First, we propose a solution to address the challenges related to the heterogeneity in sensor devices for activity recognition in our work 'SenseHAR.'We design a scalable deep learning-based solution in which each device learns its own sensor fusion model that maps the raw sensor values to a shared low dimensional latent space which we call the `SenseHAR'-a virtual activity sensor. The virtual sensor has the same format and behavior regardless of the subset of devices, sensors availability, sampling rate, or device location. \emph{SenseHAR} helps machine learning engineers to develop their application-specific (e.g., from gesture recognition to activities of daily life) models in a hardware-agnostic manner based on this virtual activity sensor.
Next, we address the issue of explainability for activity recognition in deep learning models. We first identify the most preferred post-hoc explanation technique for classification tasks across different modalities from an end-user perspective. To this end, we conducted a large-scale Amazon Mechanical Turk study comparing the popular state-of-the-art explanation methods to determine which are better for explaining model decisions empirically. Our results show that Explanation by examples was the most preferred type of Explanation. We also offer an open-source library \emph{ExMatchina}, providing a readily available and widely applicable implementation of explanation-by-examples.

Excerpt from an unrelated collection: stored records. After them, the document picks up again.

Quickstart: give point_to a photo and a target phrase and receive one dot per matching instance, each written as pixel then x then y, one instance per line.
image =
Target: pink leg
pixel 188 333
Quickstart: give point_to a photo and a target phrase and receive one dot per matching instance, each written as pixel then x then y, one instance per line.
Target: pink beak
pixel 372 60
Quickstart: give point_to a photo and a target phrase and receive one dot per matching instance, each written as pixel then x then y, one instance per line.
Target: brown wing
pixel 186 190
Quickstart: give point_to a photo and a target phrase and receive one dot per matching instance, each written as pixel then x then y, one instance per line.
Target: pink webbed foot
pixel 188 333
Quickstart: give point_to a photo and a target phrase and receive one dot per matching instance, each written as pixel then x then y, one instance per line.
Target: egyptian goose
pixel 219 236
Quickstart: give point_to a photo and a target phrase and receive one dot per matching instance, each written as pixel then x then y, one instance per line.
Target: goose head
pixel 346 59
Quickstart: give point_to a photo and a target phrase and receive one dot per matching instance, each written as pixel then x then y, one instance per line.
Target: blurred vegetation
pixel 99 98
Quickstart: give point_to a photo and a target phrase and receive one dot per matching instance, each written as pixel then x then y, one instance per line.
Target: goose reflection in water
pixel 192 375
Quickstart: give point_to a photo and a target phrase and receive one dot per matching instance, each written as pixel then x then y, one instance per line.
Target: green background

Then, we focus on interpretable DNN models, especially models that provide concept-based explanations. We proposed \emph{CoDEx}, an automatic Concept Discovery and Extraction module that identifies a rich set of complex concepts from natural language explanations of videos--obviating the need to predefine the amorphous set of concepts. Finally, we introduce \emph{XCHAR}, an Explainable Complex Human Activity Recognition model that accurately predicts complex activities and provides explanations in the form of human-understandable temporal concepts.